Data is at the heart of digital transformations. However, between data and the business cases of companies there is still a big entry barrier :
With our ASGARD research project, Euranova wants to be present on the market within 2 or 3 years with the technologies and knowledge necessary to create value for our customers. The goal is to help the companies to create more value with less investments, more reliability and above all in full compliance with the legislation
Asgard’s research project was able to see the day due to the co-financing of the Walloon Region. It concentrates its research around the 4 main stages of the data value chain and address, through its research tracks, the following challenges :
The RUNE track answers to “Making data available” challenges by respecting the law and more specifically the GDPR. How to automate this access to data according to the legal basis of exploitation of the data scientist/analyst and according to the legal basis of data acquisition. This track covers NLP, Legal NLP, GPDR ontology, first order inference, …

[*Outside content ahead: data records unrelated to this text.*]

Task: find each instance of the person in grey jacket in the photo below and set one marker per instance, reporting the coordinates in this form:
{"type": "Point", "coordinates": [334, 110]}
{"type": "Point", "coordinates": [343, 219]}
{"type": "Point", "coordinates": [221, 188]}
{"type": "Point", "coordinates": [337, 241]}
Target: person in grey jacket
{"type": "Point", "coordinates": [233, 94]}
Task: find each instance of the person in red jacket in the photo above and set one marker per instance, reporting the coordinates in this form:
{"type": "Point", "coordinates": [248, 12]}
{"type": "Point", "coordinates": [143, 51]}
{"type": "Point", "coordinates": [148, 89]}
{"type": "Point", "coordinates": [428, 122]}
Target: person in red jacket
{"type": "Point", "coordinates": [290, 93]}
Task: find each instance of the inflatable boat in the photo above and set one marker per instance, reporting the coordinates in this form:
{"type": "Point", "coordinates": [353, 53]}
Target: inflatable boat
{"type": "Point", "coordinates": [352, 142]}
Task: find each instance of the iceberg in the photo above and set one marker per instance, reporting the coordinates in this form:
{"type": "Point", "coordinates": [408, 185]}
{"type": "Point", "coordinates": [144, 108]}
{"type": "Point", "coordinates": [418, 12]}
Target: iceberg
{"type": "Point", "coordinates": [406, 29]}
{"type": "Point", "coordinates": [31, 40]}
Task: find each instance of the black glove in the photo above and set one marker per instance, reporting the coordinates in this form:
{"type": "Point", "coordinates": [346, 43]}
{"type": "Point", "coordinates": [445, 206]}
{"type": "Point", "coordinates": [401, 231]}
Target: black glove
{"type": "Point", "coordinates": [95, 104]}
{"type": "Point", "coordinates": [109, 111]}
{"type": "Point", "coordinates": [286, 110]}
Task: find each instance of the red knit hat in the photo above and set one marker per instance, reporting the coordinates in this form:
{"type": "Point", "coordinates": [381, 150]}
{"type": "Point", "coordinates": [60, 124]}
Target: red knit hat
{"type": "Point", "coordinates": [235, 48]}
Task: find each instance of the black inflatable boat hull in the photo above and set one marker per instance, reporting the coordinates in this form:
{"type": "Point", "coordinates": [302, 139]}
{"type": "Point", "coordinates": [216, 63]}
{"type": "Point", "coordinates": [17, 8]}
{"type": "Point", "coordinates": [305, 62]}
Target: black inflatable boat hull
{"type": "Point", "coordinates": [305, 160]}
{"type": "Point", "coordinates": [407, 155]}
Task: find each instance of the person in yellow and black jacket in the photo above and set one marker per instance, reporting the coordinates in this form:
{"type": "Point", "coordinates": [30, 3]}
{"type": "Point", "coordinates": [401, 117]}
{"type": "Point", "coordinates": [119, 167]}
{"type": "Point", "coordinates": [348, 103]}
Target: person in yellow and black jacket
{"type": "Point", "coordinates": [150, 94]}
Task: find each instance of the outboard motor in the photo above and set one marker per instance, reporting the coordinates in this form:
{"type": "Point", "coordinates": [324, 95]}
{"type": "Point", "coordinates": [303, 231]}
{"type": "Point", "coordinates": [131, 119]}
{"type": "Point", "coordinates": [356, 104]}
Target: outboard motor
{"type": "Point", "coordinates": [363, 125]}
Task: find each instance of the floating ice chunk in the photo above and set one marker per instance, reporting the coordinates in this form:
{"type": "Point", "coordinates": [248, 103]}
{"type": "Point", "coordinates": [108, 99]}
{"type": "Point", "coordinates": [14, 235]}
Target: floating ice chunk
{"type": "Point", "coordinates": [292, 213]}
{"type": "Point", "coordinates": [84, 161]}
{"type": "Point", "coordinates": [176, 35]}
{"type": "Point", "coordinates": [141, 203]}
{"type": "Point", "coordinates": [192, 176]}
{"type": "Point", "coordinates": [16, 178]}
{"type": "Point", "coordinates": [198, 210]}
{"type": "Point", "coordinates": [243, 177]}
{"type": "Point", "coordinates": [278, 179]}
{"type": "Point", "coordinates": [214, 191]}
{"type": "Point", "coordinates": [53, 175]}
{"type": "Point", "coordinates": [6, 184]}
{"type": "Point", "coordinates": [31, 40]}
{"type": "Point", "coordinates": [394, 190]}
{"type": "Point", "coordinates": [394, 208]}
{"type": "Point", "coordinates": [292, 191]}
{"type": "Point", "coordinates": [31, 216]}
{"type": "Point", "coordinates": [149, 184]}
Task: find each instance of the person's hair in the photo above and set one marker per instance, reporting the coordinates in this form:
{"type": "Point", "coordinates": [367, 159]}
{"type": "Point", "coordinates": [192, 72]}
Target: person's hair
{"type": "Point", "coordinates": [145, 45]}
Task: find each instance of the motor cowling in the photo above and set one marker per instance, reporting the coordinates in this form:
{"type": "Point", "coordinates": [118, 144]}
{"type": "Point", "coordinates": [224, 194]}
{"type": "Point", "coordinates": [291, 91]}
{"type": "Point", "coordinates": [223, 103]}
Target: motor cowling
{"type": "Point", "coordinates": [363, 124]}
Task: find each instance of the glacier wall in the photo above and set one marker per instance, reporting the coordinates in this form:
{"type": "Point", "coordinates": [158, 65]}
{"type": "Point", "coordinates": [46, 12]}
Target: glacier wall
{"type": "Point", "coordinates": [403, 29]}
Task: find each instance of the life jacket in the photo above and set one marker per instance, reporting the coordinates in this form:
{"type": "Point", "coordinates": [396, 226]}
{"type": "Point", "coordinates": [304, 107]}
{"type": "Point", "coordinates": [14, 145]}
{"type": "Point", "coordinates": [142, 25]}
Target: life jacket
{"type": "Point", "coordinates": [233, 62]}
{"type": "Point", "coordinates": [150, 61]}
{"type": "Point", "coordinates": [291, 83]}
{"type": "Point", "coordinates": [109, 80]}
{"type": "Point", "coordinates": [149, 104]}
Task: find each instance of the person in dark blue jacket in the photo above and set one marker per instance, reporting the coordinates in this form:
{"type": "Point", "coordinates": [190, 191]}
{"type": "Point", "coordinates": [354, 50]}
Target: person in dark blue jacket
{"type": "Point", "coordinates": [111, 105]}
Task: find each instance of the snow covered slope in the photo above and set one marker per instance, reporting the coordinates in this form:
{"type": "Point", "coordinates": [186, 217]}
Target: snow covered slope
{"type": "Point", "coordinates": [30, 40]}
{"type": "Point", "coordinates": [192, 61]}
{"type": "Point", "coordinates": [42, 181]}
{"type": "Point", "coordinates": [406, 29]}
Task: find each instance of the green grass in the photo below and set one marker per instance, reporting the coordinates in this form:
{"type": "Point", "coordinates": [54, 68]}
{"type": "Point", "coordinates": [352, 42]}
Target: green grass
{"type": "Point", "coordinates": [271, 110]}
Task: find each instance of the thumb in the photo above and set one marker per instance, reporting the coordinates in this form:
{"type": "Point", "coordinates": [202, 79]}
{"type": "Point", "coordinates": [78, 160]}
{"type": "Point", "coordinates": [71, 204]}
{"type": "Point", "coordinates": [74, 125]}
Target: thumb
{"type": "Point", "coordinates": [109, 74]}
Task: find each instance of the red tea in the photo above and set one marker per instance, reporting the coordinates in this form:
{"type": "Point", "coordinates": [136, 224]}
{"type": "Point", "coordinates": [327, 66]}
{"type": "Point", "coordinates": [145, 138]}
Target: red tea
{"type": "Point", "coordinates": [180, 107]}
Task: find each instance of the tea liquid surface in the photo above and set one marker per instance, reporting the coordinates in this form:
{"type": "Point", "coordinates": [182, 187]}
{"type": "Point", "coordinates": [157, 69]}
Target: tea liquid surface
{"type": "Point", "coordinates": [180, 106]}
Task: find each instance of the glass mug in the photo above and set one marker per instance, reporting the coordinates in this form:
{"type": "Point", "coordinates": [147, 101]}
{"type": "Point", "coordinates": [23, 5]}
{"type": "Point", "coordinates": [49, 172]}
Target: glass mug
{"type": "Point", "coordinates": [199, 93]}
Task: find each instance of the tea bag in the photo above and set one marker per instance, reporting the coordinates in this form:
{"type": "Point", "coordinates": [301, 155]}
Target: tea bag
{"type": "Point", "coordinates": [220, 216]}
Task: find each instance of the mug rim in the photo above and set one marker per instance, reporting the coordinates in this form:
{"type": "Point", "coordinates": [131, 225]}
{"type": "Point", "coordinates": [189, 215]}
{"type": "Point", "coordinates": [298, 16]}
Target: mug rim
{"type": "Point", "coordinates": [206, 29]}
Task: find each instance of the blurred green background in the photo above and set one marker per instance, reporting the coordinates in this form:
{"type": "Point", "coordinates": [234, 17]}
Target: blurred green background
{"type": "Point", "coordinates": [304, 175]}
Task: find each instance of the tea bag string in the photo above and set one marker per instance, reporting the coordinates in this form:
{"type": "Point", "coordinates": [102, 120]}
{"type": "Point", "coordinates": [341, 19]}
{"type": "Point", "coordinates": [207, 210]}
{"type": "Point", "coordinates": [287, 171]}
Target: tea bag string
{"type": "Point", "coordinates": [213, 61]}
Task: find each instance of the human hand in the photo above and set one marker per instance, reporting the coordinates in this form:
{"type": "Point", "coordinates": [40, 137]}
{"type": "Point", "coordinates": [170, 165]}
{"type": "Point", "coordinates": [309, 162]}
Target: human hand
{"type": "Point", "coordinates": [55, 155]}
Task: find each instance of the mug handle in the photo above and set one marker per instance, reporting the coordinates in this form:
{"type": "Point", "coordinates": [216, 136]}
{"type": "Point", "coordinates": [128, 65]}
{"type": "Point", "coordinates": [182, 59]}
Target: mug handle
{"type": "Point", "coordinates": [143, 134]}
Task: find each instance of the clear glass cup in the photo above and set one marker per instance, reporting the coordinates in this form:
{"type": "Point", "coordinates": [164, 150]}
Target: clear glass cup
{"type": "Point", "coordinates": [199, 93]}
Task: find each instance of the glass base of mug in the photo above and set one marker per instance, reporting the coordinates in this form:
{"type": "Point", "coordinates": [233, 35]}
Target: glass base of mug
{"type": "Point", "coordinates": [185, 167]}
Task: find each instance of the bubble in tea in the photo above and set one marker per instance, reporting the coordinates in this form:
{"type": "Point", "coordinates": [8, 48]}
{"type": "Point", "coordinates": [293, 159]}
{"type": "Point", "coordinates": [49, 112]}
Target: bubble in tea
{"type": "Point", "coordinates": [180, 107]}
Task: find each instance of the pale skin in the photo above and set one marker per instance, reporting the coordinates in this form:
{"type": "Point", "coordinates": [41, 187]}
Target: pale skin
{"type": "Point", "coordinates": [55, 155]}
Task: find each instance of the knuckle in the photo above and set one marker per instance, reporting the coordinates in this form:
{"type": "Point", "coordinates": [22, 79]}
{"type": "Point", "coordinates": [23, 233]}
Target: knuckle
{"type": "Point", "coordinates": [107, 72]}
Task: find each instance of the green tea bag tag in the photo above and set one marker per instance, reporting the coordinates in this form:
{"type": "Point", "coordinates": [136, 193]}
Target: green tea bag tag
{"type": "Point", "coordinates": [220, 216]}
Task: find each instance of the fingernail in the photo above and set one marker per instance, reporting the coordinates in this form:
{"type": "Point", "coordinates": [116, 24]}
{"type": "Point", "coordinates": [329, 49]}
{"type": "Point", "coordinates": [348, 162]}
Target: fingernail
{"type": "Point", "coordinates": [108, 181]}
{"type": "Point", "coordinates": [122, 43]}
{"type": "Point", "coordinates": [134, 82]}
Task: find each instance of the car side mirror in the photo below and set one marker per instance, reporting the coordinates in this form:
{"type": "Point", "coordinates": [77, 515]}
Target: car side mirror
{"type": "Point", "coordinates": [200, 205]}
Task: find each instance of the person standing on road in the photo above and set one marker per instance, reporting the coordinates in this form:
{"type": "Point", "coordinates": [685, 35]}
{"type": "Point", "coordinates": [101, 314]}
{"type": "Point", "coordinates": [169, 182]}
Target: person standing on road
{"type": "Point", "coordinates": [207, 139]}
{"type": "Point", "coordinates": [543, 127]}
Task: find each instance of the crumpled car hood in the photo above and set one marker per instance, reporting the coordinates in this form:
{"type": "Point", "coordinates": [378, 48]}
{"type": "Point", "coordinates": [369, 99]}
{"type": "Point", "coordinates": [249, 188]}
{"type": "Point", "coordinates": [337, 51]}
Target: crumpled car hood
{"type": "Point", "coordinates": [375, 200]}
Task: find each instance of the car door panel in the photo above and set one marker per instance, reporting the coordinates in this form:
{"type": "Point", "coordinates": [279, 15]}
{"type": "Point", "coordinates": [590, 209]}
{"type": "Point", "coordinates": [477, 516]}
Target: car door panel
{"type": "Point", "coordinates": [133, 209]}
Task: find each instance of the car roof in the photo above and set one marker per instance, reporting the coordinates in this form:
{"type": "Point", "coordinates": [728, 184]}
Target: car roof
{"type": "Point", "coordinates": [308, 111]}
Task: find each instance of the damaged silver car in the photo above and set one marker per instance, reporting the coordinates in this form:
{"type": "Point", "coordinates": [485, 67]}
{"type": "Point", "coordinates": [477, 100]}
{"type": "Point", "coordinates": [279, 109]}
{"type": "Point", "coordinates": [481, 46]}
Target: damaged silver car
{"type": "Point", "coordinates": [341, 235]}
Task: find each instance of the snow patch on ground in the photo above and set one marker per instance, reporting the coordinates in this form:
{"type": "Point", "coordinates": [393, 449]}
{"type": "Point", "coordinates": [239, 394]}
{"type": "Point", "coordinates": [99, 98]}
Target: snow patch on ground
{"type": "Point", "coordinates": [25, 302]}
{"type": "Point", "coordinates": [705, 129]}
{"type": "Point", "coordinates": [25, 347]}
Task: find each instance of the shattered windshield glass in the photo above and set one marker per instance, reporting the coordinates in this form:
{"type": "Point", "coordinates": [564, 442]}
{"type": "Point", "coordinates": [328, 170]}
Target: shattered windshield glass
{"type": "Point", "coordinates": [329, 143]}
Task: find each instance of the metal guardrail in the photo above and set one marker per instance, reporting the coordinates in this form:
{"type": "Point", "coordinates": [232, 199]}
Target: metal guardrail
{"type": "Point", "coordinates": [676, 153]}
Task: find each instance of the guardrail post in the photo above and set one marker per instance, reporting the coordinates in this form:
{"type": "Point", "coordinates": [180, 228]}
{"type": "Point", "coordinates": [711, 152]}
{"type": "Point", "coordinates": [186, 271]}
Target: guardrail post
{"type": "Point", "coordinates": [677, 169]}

The YGGDRASIL track answers to “Data exploitation and modelling” challenges. The 10 largest ML conferences generate around 2500 papers per year (ICML, IJCAI, NeurIPS, AAAI, ICLR, INTELISYS, ECML, KDD, ECAI, ACL, ICIP, Big Data), it is extremely difficult for a data scientist to stay up to date with the state of the art in his field, even more so when he is 100% of his time on industrial projects. In addition, we have a new category of problems that consist of having to analyse data from different media (image, text, database, graphs, etc.). So this track helps assist/automate machine learning tasks in these multi-media cases and covers the following topics autoML, Multi model representation learning, GAN-based feature extractor.
The MJOLNIR track answers to “Deployment in production” challenges, they require the implementation of data pipelines generally composed of several data processing and storage frameworks. However, the optimisation of these frameworks is very complicated when one variable can positively or negatively influence the 500 others! We should therefore try to use ML to automatically find the configuration parameters that optimise the pipeline according to the jobs, data and budget available. Such an optimisation could improve the performance, and therefore reduce the cost, by 10 and 60. This track covers AutoTuning, Reinforcement learning, batch and stream processing, meta learning.
The VADGELMIR track answers to “Control in production, data quality” challenges. It is usually in production that we realise that the data is very different from our training data. A large part of the differences come from the quality of the data. Today there are a lot of tools for quality processing, but they are very expensive to implement and can sometimes take 3 to 5 years. Instead, we are looking for a solution that does not find the real data but limits the impact of the quality defect on the ML task. Just like an image that is blurred due to noise to which we could apply a denoising filter. We consider here that the quality defect is noise added to the initial data, so we only have to debug it This track covers GAN, missing data imputation, auto encoder, deep neural nets.